Florian Pumhösl: Three Animated Films
28 September – 2 November 2012
For his first solo exhibition in Italy, Florian Pumhösl brings together three abstract films, produced between 2005 and 2011. The 16mm silent films are representative of Pumhösl’s engagement with concepts of figuration in pre-modern as well as modern representation, and the way these reflect the definition of a modern public sphere.
Animated Map (2005), reconstructs each individual piece of a cutting pattern for a WW1 military uniform in chronological sequence. The title of the film bears direct reference to animated cartographic imagery, frequently used during WW1 to render battles cinematographically. The act of automatic tracing therefore connects the creation of abstract pictorial language at the beginning of the 20th Century with the systematisation of the industrial and military sector. The absent figure of the soldier itself becomes an autonomous cartography, locating the logic of industrial production close to that of the cinematographic apparatus.
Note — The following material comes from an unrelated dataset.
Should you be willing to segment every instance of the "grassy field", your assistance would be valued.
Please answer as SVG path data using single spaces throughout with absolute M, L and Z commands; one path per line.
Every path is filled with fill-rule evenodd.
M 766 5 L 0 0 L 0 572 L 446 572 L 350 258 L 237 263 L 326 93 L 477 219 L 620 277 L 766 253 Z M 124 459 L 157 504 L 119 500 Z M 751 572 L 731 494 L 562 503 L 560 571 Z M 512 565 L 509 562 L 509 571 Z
EI335721443JP (2009) is the reference number for Yuzen Hiinagata (1688), a 17th Century book in four volumes on kimono patterns, held at the Tenri Central Library in Japan. The patterns contained in the book illustrations are represented as simplified line drawings, the original forms fragmented and reconstituted in new sequences to reflect specific typologies.
The third film in the sequence, Tract (2011), engages with early forms of dance notations and their relationship to figure, movement and space. The coloured background projects an abstract area for action or movement on the otherwise empty gallery wall, while elementary symbols and animated lines define the figure and its movement trajectory, which in early Baroque dance notation were called ‘tracts’.
Pumhösl configures the exhibition as a projection space, where the films are accompanied by new wall based works. Systems of graphic notations are reproduced in a vitrine, containing early cutting patterns and original dance notations by Zorn and Laban. By bringing historical elements into the fabric of his own work, Pumhösl creates a system of references within the exhibition display itself, reflecting on the language of abstraction both as a visual manifestation and as the informing principle of social organisation at the outset of modernity, which appears in the different subjects the films are based on.